Several of the key figures in Libya’s Madkhali movement today – including its most prominent preacher, Sheikh Abu Musab Majdi Hafala, mooted by some of his supporters as a possible future Grand Mufti (the top state-appointed religious position) – have attended religious colleges in Saudi Arabia and Yemen.
After realising the advantages of a Salafi current that preached against political dissent, the Qadhafi regime allowed Madkhalism to expand.

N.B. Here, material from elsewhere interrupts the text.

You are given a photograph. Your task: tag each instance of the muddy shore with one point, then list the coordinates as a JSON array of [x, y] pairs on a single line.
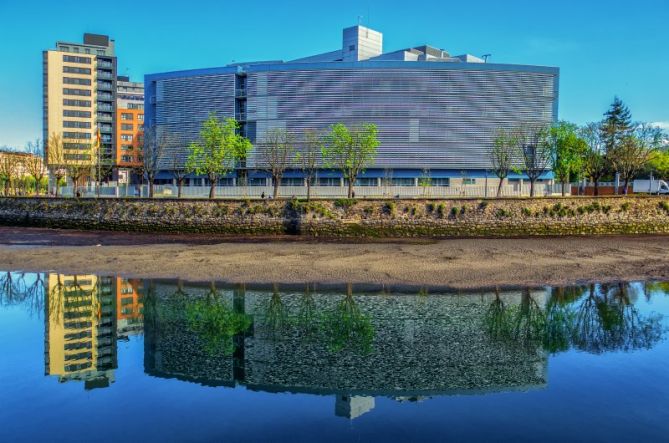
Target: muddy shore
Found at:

Madkhali’s acolytes took over a number of existing mosques and opened new ones.
Later, as Madkhali used satellite television and the internet to spread his doctrine beyond Saudi Arabia, he gained more followers in Libya.
Over time, the Qadhafi regime also allowed Madkhali-Salafism to flourish as a counterweight to the influence of jihadist groups formed by Libyan veterans of the wars in Afghanistan and Iraq.
In their sermons and literature, Madkhalis warned against both banned political Islamist movements like the Muslim Brotherhood and jihadist groups opposed to Qadhafi’s rule (although both the Brotherhood and the Libyan Islamic Fighting Group – the most serious armed threat to the regime in the 1990s – reached an accommodation with the regime later).
Some within these groups believe Qadhafi placed Madkhalis in his security apparatus to help monitor mosques and other spaces for any sign of religiously inspired challenges to the regime.
In the 2000s, Qadhafi’s son Saadi began engaging with the Madkhali current, frequenting their mosques in Tripoli, seeking counsel from Madkhali clerics and growing the beard with shaved moustache typical of its adherents.
This earned Madkhalis the nickname “jamaat Saadi” (Saadi’s group) in the years leading up to the 2011 uprising.
At that time Madkhali-Salafism made inroads in several poorer neighbourhoods of Tripoli – most notably Buslim, Hadhba and Souq al-Juma, the hometowns of several Madkhalis now prominent in the city’s security apparatus – and Benghazi through dawa (proselytising) and charitable works.
During the first weeks of anti-regime protests in 2011, Madkhali clerics appeared on state television to denounce the demonstrations.
Madkhali himself urged Libyans not to participate in what he cast as sedition against a lawful ruler.
This inspired another nickname: Madkhalis became known as the “stay-at-home” group.
In the latter stages of the uprising, however, some adherents – particularly in Tripoli after it fell to rebel forces – joined armed groups that eventually grew to become key players in the new disorder.